Alongside Greek Prime Minister Alexis Tsipras, Obama said that “separate and apart from any particular election or movement,” that “guard” is a necessity.
“We are going to have to guard against a rise in a crude sort of nationalism or ethnic identity or tribalism that is built around an ‘us’ and a them,'” he said. “And, I will never apologise for saying that the future of humanity, the future of the world, is going to be defined by what we have in common, [not] those things that separate us and ultimately lead us into conflict,” he said.
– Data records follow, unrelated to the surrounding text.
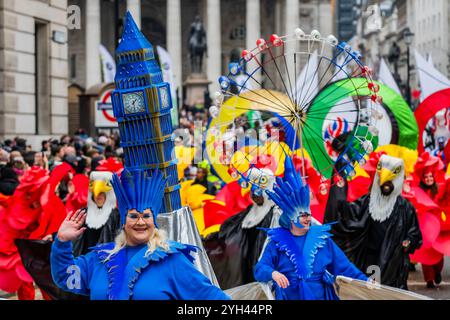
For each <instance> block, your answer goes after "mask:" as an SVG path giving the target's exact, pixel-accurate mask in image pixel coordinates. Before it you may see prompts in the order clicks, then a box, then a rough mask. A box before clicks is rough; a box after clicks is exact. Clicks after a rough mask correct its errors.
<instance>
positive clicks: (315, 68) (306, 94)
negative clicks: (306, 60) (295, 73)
mask: <svg viewBox="0 0 450 320" xmlns="http://www.w3.org/2000/svg"><path fill="white" fill-rule="evenodd" d="M318 68H319V65H318V57H317V51H315V52H314V53H313V54H312V55H311V56H310V57H309V60H308V62H306V64H305V66H304V67H303V70H302V72H301V73H300V75H299V76H298V77H297V83H296V85H295V91H296V92H295V94H296V98H297V101H298V102H299V103H303V104H304V103H307V102H309V100H311V99H313V98H314V97H315V96H316V95H317V94H318V93H319V71H318V70H317V69H318Z"/></svg>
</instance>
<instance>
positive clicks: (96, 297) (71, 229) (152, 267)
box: [51, 170, 228, 300]
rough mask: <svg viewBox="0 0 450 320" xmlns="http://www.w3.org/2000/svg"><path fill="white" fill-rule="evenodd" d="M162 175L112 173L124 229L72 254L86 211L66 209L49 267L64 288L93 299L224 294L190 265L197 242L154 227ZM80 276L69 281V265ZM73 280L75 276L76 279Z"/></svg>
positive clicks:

The self-described “alt-right,” a movement that believes strongly in ethnocentricity and nationalism, helped usher in Trump to the presidency. Trump in turn elevated Steve Bannon, a top executive of the alt-right outlet Breitbart, to his campaign CEO and more recently, to his chief strategist in the White House.
In Europe, far-right movements have gained traction in a litany of nations, such as France and Germany, while a nationalist movement in the United Kingdom helped lead to its vote to exit the European Union.
Obama highlighted Europe’s bloody past, namely during World Wars I and II, as reason to avoid a path toward heightened nationalism.
“We know what happens when Europeans start dividing themselves up and emphasising their differences and seeing a competition between various countries in a zero-sum way,” he said. “The 20th century was a bloodbath. And for all the frustrations and failures of the project to unify Europe, the last five decades have been periods of unprecedented peace, prosperity, and growth in Europe.”
Turning his focus onto the US, Obama said “we know what happens when we divide ourselves along the lines of race, religion, and ethnicity.”
“It’s dangerous,” he continued, saying discrimination against various minority groups prevents the country from reaching its potential.
Asked if he took responsibility for Trump’s election, Obama reiterated that he was “surprised” by the election, but he doesn’t “feel responsible for what the president-elect says or does.”
“But I do feel a responsibility as president of the United States to make sure that I facilitate a good transition,” he said, adding that he will present to Trump and the US his ideas for how to improve the country and speak out on policies with which he disagrees.